This question more has to do with math than computer science, but there is a computer science component to it.
If I have an algorithm with a time complexity function $$O(\log(\log(n)))$$Why would its upper bound be$$\Theta (\log(n))$$I do not follow the rules of logarithms on this, what steps were used to arrive at this answer?
On
I think you may have used the wrong notation. Big-Theta is "bounded below and above asymptotically".
If you're saying whether or not $c \log n > d \log (\log n)$ for some $d$ and all $n > n_0$, then it's true and here's why:
Let's take a look at the function $f(x) = x$, it grows faster than $g(x) = \log x$. You should at lease be familiar with this fact.
Consider now that $\log x$ is a monotonically increasing function, $u > v \implies \log u > \log v$
So, if $f(x) > g(x) \implies \log f(x) > \log g(x) \implies \log x > \log (\log x)$
Obviously, all the above are true for points $x > x_0$, but not for all $x$. The above logic follows when considering those appropriate $x$ values.
Now, it's on you to apply the logic to functions which are $O$ and $\Theta$ respectively.

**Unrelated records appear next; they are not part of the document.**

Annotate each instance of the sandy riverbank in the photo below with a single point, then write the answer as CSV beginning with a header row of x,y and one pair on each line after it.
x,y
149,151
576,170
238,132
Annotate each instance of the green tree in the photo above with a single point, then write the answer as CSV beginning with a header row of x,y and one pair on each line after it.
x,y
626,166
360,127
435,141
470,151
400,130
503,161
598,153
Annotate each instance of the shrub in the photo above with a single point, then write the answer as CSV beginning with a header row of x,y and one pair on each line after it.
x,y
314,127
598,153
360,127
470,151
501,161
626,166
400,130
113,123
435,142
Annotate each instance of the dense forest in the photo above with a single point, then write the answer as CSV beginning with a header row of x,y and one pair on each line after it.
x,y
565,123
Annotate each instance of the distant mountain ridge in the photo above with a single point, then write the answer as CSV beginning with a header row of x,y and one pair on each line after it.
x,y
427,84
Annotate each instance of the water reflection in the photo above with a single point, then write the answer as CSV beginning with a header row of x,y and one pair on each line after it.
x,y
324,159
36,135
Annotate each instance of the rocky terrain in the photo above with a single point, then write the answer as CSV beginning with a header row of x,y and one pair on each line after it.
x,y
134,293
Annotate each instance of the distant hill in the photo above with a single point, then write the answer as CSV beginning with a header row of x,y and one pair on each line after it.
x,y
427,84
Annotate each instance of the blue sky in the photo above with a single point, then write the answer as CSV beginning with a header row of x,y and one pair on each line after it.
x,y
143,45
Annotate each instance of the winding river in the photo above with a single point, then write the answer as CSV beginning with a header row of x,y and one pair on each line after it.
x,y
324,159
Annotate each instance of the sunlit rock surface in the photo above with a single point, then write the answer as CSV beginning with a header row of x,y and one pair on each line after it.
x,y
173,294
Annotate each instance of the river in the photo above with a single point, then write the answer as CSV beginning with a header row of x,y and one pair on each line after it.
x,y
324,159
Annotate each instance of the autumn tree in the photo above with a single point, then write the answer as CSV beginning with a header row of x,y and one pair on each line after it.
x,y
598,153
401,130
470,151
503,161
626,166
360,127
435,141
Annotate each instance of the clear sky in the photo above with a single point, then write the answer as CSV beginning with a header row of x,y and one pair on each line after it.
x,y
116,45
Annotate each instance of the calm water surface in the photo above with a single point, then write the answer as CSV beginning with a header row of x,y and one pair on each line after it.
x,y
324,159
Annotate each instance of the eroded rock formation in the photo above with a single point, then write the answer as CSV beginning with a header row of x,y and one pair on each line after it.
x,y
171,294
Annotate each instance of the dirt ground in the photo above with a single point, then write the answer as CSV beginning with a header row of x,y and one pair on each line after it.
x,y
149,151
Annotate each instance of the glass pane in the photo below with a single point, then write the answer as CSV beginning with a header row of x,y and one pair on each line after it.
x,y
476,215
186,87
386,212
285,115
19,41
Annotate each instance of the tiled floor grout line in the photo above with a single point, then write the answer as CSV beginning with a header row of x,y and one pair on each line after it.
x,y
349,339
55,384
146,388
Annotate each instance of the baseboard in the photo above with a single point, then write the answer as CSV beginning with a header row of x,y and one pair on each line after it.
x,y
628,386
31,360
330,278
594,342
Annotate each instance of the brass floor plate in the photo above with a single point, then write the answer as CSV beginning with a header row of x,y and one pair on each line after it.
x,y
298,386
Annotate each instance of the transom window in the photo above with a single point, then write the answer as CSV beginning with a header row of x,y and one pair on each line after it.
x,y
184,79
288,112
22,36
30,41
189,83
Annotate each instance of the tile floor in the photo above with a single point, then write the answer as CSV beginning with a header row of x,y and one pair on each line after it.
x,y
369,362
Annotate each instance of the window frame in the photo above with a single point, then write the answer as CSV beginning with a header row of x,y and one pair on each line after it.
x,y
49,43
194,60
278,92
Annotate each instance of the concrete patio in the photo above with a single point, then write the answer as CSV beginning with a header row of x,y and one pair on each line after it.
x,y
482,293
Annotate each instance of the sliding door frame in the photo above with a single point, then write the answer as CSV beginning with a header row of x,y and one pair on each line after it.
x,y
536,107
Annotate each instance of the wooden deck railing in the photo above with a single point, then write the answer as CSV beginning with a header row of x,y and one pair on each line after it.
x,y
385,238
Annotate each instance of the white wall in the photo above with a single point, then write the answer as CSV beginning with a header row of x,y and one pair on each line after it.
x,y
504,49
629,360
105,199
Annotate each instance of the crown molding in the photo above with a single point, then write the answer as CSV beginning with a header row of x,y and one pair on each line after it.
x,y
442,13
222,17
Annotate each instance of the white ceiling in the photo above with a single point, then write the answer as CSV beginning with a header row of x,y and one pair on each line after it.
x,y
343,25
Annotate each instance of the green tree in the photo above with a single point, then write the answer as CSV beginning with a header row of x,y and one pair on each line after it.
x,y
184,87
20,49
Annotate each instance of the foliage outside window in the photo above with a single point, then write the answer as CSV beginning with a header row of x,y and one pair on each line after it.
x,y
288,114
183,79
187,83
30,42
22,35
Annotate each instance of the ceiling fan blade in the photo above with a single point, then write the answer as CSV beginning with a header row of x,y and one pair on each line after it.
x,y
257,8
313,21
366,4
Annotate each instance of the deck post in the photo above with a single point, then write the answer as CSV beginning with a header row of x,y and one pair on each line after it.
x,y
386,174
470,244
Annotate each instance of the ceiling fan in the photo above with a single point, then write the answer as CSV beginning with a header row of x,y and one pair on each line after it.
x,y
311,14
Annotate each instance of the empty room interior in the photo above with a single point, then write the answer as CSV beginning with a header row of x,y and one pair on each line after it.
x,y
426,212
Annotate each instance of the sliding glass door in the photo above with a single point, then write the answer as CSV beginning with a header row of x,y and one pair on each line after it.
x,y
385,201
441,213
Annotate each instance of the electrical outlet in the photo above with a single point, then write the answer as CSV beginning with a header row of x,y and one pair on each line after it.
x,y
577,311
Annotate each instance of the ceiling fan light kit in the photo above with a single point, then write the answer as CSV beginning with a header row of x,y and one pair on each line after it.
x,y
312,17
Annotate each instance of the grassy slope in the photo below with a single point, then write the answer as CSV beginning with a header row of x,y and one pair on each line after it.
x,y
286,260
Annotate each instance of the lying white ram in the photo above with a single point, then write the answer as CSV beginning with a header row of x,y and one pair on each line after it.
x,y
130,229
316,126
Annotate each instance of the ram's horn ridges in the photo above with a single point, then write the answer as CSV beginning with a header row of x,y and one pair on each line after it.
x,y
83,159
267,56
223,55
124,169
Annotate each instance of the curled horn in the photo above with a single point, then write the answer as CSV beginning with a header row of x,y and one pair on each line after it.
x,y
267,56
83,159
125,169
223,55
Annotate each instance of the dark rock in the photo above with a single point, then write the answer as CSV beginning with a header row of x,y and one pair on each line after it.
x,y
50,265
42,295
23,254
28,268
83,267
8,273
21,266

Suppose that $f$ is $O(\log(\log n))$, and $g$ is $\Theta(\log n)$. Then there are positive constants $c_0$ and $c_1$ and an $m\in\Bbb Z^+$ such that
$$f(n)\le c_0\log(\log n)$$
whenever $n\ge m$ and
$$g(n)\ge c_1\log n$$
whenever $n\ge m$. Moreover,
$$\lim_{n\to\infty}\frac{\log(\log n)}{\log n}=0\;,$$
so we may further assume that $m$ is large enough so that
$$\frac{\log(\log n)}{\log n}\le\frac{c_1}{c_0}$$
whenever $n\ge m$.
But then for $n\ge m$ we have
$$f(n)\le c_0\log(\log n)\le c_1\log n\le g(n)\;,$$
i.e., $g$ is eventually an upper bound for $f$.